The prudent see danger and take refuge, but the simple keep going and pay the penalty. Proverbs 22:3
The collision bounced the young man off the hood of the car, over the roof, and into a field. Unfazed by the horror of blood on his windshield, the driver of the Buick continued, crushing the boy’s bicycle before ramming into the father, killing him.
Perhaps the driver reached for an open can of beer. Maybe his fingers fumbled for more of the cocaine resting in his lap. Regardless, he drove another thirty yards before witnesses waved him down and forced him to turn around. By then it was too late—one dead, another soon to be. The prudent see danger and take refuge, the simple keep going.
Months before my friend killed the two cyclists he had, in descending order, left his live-in girlfriend, divorced his wife, had an affair, lost several jobs, moved away from his friends, and stopped attending church.
I’d tried to stay in touch after his youngest son died but it was hard. Saw him for a few minutes before his mom’s funeral. Tried to find him after the service, but he was gone. Maybe if I’d visited more often I could have helped. Or perhaps he was beyond help. The last time we talked I asked, “Do you still think about him?”
“Every day, Eddie. Every hour.”
The loss of his boy left him gutted. The smile was there but the eyes were dead. I never asked and he didn’t say but I sensed he blamed God for his son’s death. Now, on a fine spring morning some ten years later, my friend had done some killing himself. Perhaps not intentionally, but two were dead and the grieving would roil the lives of their families and friends for years to come.
What starts the spiral? What turns us away from God and toward destruction? Is it the pain? If so, I should have shouldered more of my friend’s. Maybe if I had, he wouldn’t be in jail and that father and son would be resting their tired bodies on fresh cut grass instead of lying beneath it.
Twenty-five years ago he was the godfather of my first son. Twenty-five years ago we served as youth counselors, sailed together, laughed together, and worshiped in church together. Now he sits in jail charged with two counts of felony death by motor vehicle. The prudent see danger and take refuge, the simple keep going.
The danger isn’t in the storms. The danger is in refusing to read the clouds and heed the rumble of thunder as trouble gathers around us. The prudent take cover. The fool sails on taking those with him to the depths of despair.
What storms gather in your life? Turn around and take cover in God’s embrace before it’s too late.

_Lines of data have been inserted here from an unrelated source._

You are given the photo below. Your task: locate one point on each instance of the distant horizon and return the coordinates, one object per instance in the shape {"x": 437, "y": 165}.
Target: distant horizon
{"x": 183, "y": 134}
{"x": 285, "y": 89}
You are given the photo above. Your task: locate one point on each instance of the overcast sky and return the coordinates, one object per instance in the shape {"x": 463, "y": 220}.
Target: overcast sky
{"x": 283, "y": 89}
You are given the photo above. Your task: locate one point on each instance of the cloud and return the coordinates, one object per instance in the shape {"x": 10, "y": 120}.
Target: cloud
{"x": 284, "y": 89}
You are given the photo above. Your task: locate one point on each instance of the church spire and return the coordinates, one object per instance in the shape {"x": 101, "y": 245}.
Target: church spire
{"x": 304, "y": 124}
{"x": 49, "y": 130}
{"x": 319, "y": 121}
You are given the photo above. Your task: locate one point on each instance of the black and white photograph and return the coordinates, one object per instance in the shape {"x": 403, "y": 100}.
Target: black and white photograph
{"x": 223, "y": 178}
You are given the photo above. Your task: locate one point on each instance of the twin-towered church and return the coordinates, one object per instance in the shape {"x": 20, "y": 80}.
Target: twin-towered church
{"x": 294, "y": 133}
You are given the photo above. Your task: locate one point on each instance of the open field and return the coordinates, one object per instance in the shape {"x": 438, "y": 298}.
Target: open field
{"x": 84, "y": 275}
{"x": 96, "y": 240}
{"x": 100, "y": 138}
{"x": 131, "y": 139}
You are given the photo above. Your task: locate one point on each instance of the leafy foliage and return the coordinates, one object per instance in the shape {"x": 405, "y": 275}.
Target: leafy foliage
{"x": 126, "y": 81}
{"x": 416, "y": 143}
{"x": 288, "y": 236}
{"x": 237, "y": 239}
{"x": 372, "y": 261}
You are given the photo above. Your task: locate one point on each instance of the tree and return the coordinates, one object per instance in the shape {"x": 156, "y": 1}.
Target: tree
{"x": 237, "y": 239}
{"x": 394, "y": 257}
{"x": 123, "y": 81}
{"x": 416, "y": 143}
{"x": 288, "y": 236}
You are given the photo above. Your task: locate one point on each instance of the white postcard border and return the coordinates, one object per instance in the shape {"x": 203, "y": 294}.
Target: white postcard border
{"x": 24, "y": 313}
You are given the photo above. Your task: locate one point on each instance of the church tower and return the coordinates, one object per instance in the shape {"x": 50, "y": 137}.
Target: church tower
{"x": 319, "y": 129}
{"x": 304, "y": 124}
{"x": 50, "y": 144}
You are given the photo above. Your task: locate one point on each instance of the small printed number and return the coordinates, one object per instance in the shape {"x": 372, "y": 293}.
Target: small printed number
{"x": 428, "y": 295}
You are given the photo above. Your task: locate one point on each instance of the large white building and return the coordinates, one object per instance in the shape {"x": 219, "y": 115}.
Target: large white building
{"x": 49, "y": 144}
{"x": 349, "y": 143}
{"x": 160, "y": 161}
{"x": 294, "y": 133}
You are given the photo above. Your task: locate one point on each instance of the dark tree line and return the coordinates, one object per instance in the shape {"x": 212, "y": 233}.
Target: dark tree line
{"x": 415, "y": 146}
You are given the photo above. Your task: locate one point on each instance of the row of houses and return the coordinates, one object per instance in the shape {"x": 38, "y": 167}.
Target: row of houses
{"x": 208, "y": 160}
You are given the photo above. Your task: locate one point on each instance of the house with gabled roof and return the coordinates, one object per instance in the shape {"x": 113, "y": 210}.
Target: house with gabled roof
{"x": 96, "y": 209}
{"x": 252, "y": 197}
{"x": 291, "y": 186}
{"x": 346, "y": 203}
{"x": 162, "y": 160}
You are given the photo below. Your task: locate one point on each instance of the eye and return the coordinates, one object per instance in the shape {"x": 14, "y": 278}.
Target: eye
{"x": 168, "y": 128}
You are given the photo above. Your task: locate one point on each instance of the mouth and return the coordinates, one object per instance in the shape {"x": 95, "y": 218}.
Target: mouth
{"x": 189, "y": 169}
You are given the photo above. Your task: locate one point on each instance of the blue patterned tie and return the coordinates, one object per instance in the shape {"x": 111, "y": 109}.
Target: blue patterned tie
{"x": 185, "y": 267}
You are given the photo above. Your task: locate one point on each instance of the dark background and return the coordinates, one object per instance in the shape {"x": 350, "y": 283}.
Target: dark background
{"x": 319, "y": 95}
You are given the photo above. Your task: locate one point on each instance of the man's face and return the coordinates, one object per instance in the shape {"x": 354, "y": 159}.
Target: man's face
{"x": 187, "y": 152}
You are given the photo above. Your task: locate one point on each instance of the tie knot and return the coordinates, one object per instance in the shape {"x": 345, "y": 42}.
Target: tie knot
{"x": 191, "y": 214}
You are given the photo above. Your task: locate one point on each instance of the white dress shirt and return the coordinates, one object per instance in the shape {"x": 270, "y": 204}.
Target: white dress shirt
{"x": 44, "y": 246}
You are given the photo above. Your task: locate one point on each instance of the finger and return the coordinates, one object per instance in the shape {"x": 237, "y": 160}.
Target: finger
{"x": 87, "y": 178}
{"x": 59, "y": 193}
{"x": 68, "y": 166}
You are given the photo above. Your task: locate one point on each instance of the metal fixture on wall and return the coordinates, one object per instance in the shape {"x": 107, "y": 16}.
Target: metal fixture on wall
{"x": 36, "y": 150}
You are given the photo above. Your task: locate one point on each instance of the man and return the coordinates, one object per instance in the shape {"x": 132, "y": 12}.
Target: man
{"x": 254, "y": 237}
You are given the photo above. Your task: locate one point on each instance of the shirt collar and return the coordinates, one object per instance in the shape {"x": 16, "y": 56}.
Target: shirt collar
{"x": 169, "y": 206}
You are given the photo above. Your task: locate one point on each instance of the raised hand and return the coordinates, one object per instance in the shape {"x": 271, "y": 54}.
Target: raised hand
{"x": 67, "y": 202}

I love my pond. A gift from my boys, it’s brought me hours of rest. The pond started as one small 80-gallon divot but as the years passed we added a long creek filled with beautiful rocks and waterfalls. We added fish one by one; the kids named every finned friend that called our pond home and before long we had a mixture of coy and goldfish swimming in our lily-covered waters. The boys named the tiniest fish Bob.
Bob was hard to find in the pond. He kept out of sight by hiding in the water iris, peeking through the floating roots and algae. We’d go weeks and never see Bob, wondering why he avoided the open waters of the pond.
One afternoon I pulled open the plastic container of fish food and spread a handful of colored feeding sticks across the water. Nothing. That’s odd, I thought. Generally a handful of food meant a feeding frenzy. I knelt by the pond and peered in. No fish. Well, there was one. Bob was nestled among the lilies, hard to see and very still.
There were no little fish bodies around the pond—no sign of life anywhere. We joked and wondered if a fish rapture came and the others had been “raptured away,” leaving Bob behind.
The writer of Proverbs warns, The prudent see danger and take refuge. Swimming into dangerous currents can be exhilarating. Waterfalls rocket us along, providing a momentary thrill, pushing us through narrow crevices and into swirling whirlpools that leave us dizzy. The sun warms our tidal pool, we relax and drift along, admiring the reflection of our silver scales on the mirrored bottom. Then GULP! Life lunges, taking us down into the depths of darkness.
A few days after Bob’s schoolmates went missing, I solved the mystery. We caught a raccoon fishing in the pond. Bob’s prudence served him well. Last week we added new fish to the pond. They’re small and spend their time hiding in the tangled Iris roots too. Perhaps Bob passed along his wisdom. For my sake, I hope so. I can’t afford to keep stocking that pond.
Don’t venture out when danger lurks. Instead, seek shelter and wait in the safety of God’s pond.